Hayata atıldıktan sonra hem yazar, hem de siyast adamı olarak çalıştı.
Önce Brendenbur Dükalığı'nda İngiliz elçiliği katibi olarak bulundu.
İngiltere'ye döndükten sonra da 8 yıl Shaftsbury adın bir İngiliz
aristokratının yanında özel hekimlik yaptı. 1683'te Shaftsbury'nin
Hollandaya kaçmak zorunda kalması üzerine Locke da İngiltereden ayrıldı.
Ancak 1689'da İkinci İngiliz Devrimi Başarı kazanınca İngiltereye
dönebildi.
Locke, bütün eserlerinde gelenek ve otoritenin her çeşidinden kurtulmak
gerektiğini, insan hayatına ancak aklın kılavuzluk edebileceğini ileri
sürer. Bu düşünceleriyle Liberalizm'in, tabii bir din anlaşının,
Rasyonel Pedagoji'nin öncüsü olmuştur. En önemli eserleri' An essay
Concerning Human Understanding' (İnsan Anlayış Gücü Üzerine Bir Deneme),
'Some Thoughts Concerning Education' (Eğitimle İlgili Bazı Düşünceler)dir.
Hükümet üzerine iki deneme adlı eseri vardır. Mutlakiyet yönetimlerini
ilk sarsan kişi olarak tarihe geçmiştir, mutlakiyet yönetimine açtığı
sarsıntılar sonucunda zamanla derin yarıklar oluşmuştur ve üç büyük
devrimin temelleri oluşmuştur. İngiliz, Amerikan ve Fransız
devrimlerinin temelini oluşturan filozof olarak akıllara yer etmiştir.

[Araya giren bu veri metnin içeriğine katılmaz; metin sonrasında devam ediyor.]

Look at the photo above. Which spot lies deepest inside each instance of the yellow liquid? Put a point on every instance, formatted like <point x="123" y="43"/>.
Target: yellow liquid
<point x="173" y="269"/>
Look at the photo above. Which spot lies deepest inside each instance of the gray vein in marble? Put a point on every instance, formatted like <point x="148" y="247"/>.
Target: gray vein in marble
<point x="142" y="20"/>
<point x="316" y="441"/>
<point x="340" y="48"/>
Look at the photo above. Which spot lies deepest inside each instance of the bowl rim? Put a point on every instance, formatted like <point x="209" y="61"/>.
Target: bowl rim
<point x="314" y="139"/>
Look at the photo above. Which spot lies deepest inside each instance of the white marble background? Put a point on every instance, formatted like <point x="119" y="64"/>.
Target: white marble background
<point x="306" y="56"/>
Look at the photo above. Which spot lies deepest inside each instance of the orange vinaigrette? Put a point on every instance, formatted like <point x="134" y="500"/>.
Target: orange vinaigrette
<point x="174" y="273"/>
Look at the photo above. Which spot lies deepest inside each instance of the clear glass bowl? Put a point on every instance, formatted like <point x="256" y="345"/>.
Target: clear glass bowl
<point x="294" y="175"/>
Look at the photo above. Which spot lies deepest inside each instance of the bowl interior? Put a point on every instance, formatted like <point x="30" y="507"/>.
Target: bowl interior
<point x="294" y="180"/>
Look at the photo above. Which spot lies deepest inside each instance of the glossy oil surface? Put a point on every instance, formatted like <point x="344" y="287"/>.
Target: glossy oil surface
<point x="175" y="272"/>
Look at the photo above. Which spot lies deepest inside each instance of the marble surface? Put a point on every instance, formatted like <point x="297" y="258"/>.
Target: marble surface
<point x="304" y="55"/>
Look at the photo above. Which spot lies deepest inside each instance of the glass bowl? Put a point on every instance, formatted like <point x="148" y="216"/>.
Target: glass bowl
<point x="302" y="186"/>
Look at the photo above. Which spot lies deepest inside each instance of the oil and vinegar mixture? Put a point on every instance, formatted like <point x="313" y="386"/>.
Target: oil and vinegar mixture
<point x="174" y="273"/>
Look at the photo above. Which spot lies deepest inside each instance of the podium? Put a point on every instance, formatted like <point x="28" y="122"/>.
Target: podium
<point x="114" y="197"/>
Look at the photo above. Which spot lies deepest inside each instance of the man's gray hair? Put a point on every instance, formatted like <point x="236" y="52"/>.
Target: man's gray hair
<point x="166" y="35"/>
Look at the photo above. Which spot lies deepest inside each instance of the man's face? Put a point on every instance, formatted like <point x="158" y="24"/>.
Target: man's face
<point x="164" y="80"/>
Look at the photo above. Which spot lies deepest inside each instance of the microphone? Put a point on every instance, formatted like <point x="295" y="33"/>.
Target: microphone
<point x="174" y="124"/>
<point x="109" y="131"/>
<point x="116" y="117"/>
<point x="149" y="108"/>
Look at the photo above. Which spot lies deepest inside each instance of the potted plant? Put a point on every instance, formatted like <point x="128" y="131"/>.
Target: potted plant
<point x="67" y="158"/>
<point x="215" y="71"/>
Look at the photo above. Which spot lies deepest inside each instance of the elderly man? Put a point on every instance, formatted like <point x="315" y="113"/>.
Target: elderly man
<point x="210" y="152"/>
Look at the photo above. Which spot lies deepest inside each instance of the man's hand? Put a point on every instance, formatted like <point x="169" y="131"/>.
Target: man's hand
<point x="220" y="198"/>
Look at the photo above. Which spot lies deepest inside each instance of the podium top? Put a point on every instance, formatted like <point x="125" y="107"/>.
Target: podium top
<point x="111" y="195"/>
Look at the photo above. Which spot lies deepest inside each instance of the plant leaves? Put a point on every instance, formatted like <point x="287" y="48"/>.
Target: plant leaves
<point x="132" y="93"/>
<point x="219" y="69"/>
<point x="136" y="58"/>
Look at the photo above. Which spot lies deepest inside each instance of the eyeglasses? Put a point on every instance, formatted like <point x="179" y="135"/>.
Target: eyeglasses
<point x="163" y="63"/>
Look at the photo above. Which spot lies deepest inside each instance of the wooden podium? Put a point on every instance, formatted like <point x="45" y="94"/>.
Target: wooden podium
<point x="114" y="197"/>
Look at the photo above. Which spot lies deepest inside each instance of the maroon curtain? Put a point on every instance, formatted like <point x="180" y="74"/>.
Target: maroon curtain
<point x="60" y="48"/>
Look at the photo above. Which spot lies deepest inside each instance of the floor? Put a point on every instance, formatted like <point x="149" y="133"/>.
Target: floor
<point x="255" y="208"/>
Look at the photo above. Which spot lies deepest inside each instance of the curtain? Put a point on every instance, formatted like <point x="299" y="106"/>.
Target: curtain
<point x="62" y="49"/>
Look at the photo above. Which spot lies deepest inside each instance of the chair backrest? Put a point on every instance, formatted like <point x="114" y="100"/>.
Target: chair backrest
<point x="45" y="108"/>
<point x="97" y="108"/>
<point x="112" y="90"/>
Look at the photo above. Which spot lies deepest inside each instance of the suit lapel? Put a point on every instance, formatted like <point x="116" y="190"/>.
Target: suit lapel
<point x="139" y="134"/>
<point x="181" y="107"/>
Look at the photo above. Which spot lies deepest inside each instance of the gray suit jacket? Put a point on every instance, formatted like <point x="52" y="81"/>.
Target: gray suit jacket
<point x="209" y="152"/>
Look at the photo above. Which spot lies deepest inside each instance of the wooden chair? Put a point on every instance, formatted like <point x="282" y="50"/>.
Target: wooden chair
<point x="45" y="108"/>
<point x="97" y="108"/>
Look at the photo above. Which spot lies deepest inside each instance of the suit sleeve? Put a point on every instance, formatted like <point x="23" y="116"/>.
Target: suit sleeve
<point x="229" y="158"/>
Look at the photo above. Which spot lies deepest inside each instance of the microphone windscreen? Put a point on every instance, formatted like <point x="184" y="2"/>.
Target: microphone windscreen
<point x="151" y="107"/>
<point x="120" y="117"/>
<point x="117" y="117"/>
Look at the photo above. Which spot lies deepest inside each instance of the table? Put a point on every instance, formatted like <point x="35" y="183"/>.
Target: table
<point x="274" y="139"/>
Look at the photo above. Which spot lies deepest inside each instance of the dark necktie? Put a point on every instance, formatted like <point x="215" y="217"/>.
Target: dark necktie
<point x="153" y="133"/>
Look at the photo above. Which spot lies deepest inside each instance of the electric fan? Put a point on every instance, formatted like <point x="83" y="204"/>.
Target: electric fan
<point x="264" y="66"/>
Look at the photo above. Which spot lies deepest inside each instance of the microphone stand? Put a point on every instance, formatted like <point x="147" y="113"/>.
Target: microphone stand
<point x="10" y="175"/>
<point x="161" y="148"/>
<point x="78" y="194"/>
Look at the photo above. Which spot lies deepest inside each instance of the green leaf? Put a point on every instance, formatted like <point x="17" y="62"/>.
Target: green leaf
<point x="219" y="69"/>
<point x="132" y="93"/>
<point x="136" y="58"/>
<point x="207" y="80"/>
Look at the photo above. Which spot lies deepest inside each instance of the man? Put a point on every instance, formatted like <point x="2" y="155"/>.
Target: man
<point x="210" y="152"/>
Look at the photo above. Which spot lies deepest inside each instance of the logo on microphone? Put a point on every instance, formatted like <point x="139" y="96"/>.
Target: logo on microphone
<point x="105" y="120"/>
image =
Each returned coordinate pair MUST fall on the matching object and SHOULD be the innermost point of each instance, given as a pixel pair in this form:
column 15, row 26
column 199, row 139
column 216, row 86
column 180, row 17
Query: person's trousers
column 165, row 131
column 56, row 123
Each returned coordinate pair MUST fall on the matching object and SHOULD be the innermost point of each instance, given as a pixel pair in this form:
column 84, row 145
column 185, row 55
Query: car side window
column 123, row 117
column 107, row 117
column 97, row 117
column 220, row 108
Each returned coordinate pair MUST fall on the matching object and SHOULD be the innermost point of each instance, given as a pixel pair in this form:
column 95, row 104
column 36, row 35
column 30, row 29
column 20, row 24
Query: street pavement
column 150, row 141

Doğal hukuk doktrinini savunanlardan biridir.
Lütfen Bakınız:
John Locke'un Felsefe Anlayışı
Locke’un temel eserleri, An Essay concerning Human Understanding [İnsan
Zihni Üzerine Bir Deneme] ve Two Treatises of Government [Yönetim
üzerine İki Deneme]’dir. Bilgi görüşleri: Empirist bir bilgi teorisinin
temel öğretilerini, yani zihinde doğuştan düşünceler bulunmadığı ve
bilginin deneyimden üretildiği ilkelerini mekanik bir gerçeklik
görüşüyle birleştiren John Locke modern felsefenin tavrına uygun olarak,
felsefesinde öncelikle bilgi konusunu ele almıştır. O İnsan bilgisinin
sınırlarına ve kapsamına ilişkin araştırmasında, İnsan zihninde
idelerin nasıl ortaya çıktığını araştırır. İdelerle de Locke, algı
içeriklerini, izlenimleri, tasarımları, düşünceleri, kısacası bilincin
tüm içeriklerini, insanın kendisiyle ilgili olarak bilinçli olduğu her
şeyi anlar. Ona göre, İnsan bilgi sahibi olan bir varlıktır. Başka bir
deyişle, o insan bilgisini açıklanmak durumunda olmayan, apaçık bir olgu
olarak alır.
Bilmek ise, zihinde birtakım idelere sahip olmaktan başka bir şey
değildir. Doğuştancılığa karşı çıkan Locke, İnsanın bilgiye temel olan
malzemeyi sonradan deneyim yoluyla kazandığını söyler. Onun deyimiyle
karanlık bir oda olan İnsan zihnine ışık getiren tek pencere,
deneyimdir. Bilginin kaynağı konusunda empirist olan Locke, biri dış
deneyim, diğeri de iç deneyim olmak üzere, iki tür tecrübe bulunduğunu
söyler. Bunlardan birincisinde, yani dış deneyimde, İnsan beş duyu
yoluyla dış dünyadaki şeyleri tecrübe eder; İnsan zihni, Locke’a göre,
burada tümüyle alıcı olup, pasif durumdadır. İkincisinde, yani
refleksiyon veya içebakışta ise, İnsan varlığı, kendi zihninde, kendi iç
dünyasında olup bitenleri tecrübe eder. İnsan zihnindeki tüm ideler,
işte bu iki kaynağın birinden ya da diğerinden gelir.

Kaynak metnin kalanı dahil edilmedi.